Patient stories: Robotic-assisted surgery patient, 29-year-old Jimmy from Shipley
Robotic-assisted surgery gives Jimmy the chance to enjoy the best years of his life
Eight weeks after 29-year-old Jimmy had a total hip replacement, he was back at work and looking forward to a skiing trip – his favourite type of holiday!
At the start of 2018 after five long years struggling with arthritic pain and unable to live the active lifestyle he loved, Jimmy made the decision to have the operation at Nuffield Health Leeds Hospital after he heard about the Mako robot assisted surgery system in use there.
“Despite being told by some people that I should put off having a hip replacement for as long as possible because of my age, I knew that modern technology and new procedures were available which would give me the best chance of a better outcome,” he said.
Jimmy works as a technical sales engineer in the automotive industry and he just weeks after his operation he started a staged return to work. More importantly, he was back at his local gym taking part in spinning classes.
“I was 100 per cent happy with my recovery after the operation. I wasn’t limping and the pain that was in my hip had disappeared. Now I don’t get any residual pain after exercising and the weight is beginning to come off since returning to the gym. I can’t wait to get back to sports, particularly football and perhaps even skiing this season!”

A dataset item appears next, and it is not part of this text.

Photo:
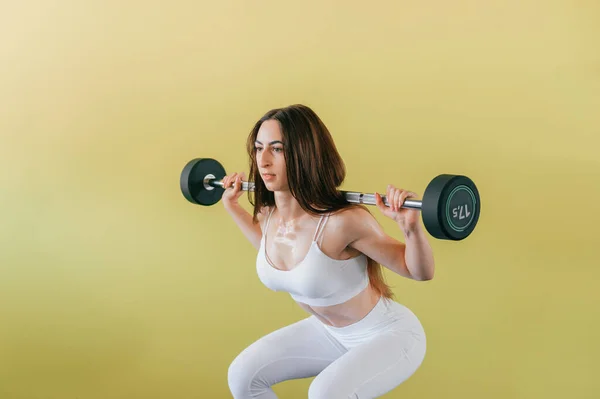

Jimmy was originally referred to specialist hip surgeon Mr Jon Conroy five years ago by the club physio at Keighley RUFC where he played in the first team. A fairly minor injury on the pitch signalled the start of his long and painful journey to the Nuffield Health Leeds Hospital where he had the life-changing surgery in July.
“During a match I damaged my hip, and felt a burst of pain. But it seemed to get better over time so I carried on playing. Eventually it would get to the point where I would have pain for days after a match or training so I went to see Mr Conroy. We opted for cortisone injections which worked really well for a couple of years but I think I knew it wasn’t a long term solution.
“I swapped rugby for football until another injury forced me to give that up too. I started running and this made my hip worse again and I’d be limping for days after exercising. About 18 months ago I found out my cartilage had completely worn away and the cortisone injections didn’t seem to be working at all. It got so bad on a family holiday that I was struggling to walk more than 50 to 100 metres.
“I decided enough was enough. As Mr Conroy said, these should be the best years of my life, why was I living them in pain? I’d heard about the Mako robot-assisted surgery and how it improved the accuracy of the procedure so I decided to go ahead as soon as the World Cup was over.”
Jimmy’s consultant orthopaedic surgeon, Mr Jon Conroy says: “Hip replacement in patients under 30 years old is unusual but the numbers having surgery is growing. This is in part due to advances in technology giving confidence that current hips will last longer than older designs despite increased demands put on them by a young active population. The national joint registry reports more than 95% of patients younger than 55 years will still have their hip replacement after 13 years.”
“I’m not naïve enough to think that this new hip will last the rest of my life. It could last anything from 15 to 25 years. But it was more important for me to have a good working hip now than when I’m 65. I wanted the pain to go and to get back to normal so it was better to just get on with it rather than waiting any longer,” said Jimmy.
Mr Conroy was the first to perform Mako robotic-assisted hip replacement in the North of England in 2017 at the Nuffield Health Leeds Hospital. Alongside his medical training, he also has a master’s degree in Mechanical Engineering from Leeds University and is part of an American design team developing hip replacements of the future.
Mr Conroy said: “Jimmy is an unusual but increasingly seen case of a young person whose life is affected by arthritis. At the prime time of his life he was only able to walk short distances, his work was affected and he was unable to participate in any sport. It is always sensible to try alternatives before surgery but in Jimmy’s case non operative treatment was unsuccessful and his quality of life poor.
“As an experienced hip surgeon I see many young patients whom have struggled for many years with severe arthritis and after hip replacement wish they had chosen the option earlier. My interest in design of new hip technologies has given me confidence in the new products we implant and importantly how accurately they are implanted. Jimmy had a titanium hip with ceramic on highly crossed linked polyethylene bearing. We choose this latest technology of titanium for younger or active patients to reduce wear. This links with the optimal robot positioning of the hip to reduce wear also. Combined with the accuracy of the robotic procedure we would expect lower wear rates than traditionally seen benefitting the younger patient. I’m delighted we can offer patients at the Leeds Nuffield access to cutting edge technology on a par with any hospital in the world.”